4. Introspect on the importance of sex in your life

In theory, “someone who is fraysexual can be happy in any kind of relationship style,” says Taylor. “It ultimately comes down to how important sex with someone they’re sexually interested in is to them.” If someone fraysexual places a low-value on sex, they can absolutely be in a happy, monogamous relationship. And someone who places a higher-value on new sexual experiences, like V., may be better suited to a non-monogamous relationship.

So ask yourself: In my dream world, how often would I be having sex? How much of that would consist of me partnered or multi-partnered versus solo? What would that sex entail? The answers can help you determine the relationship structure that will best fit your needs.

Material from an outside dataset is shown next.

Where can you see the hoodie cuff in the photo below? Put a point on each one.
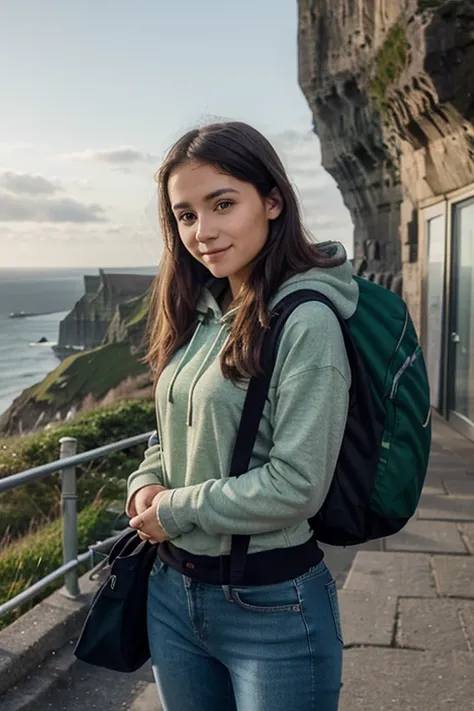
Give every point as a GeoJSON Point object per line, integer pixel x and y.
{"type": "Point", "coordinates": [169, 519]}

5. If you have a partner, talk to them

To get the conversation going, consider sending them this article. Or say something like, “I recently discovered an orientation called fraysexuality, and after learning more about it, I think the reason I haven’t been interested in sex recently is because I am fraysexual. Can I send you the article so we can talk about what this means for us?”

And be prepared that their reaction might be negative or that you may end up feeling judged. It can hurt, but remember they are just enacting what they are conditioned to believe, says V. Most likely, they grew up in a sex-negative society, like you did. “They may also fear that they’re going to lose you, or that you’ll lose interest in them,” she says. So, as you talk, do your best to acknowledge their fears and insecurities, and reassure them if you can do so in good faith.

And remember, says V, “no matter what your sexual orientation and relationship style, it’s always going to take work to create and sustain sexual and romantic interest in another person.”